The four bays that have been detected with the red tide toxins are the Matarinao Bay in Eastern Samar; Villareal and Maqueda Bays both in Samar and the Carigara Bay in Leyte.
Dr. Nancy Dayap, head of the laboratory of the Bureau of Fisheries and Aquatic Resources (BFAR), said that due to the presence of the red tide toxins on these bays, gathering, transporting and eating of shellfish has been banned.
Except for Carigara Bay, red tide toxins were detected in these bays last August 15 based on their meat samples taken from these bodies of water.
Carigara Bay, which covers the towns of Barugo, Capoocan, San Miguel, Babatngon and Carigara, was found of the red tide toxin just last Tuesday(August 22).

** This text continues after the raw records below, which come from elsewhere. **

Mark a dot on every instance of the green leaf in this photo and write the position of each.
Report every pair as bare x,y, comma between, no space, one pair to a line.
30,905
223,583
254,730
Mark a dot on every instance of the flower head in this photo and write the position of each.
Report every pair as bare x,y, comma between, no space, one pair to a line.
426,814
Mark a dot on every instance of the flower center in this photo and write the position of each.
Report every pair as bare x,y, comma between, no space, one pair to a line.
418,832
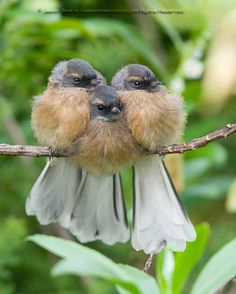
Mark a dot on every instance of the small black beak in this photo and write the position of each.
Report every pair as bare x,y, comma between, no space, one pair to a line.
115,110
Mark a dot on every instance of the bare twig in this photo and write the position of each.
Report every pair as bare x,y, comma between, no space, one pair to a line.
39,151
149,262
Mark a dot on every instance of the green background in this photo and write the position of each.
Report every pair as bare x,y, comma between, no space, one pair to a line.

Based on the shellfish samples they have gathered, the toxicity levels of these bays ranges from 74.82 to 657.92 saxitoxin microgram/ 100 micrograms of shellfish meat.
“The tolerable limit is just 60 saxitoxin microgram/100 microgram of shellfish meat,” Dayap said.
“We are soliciting support from our local government units located in these bays to help us disseminate the information and that a ban was imposed on these bays,” Dayap said.
According to her, red tide toxins are “inherent” to these bays and were just waiting for favorable weather to “bloom again.”
BFAR asked the public to refrain from eating, gathering or harvesting, transporting and marketing shellfish from the affected bays until the toxicity level has gone down below the said limit.
Red tide is a term used to describe the coastal phenomenon in which the water is discolored by high algal biomass or concentration of algae.
Red tides are harmful as they could cause poisoning and death if not properly treated immediately.
There is no antidote and direct treatment for red tide poisoning as treatment is symptomatic and varies with the severity of symptoms, which include pumping the stomach and inducing vomiting.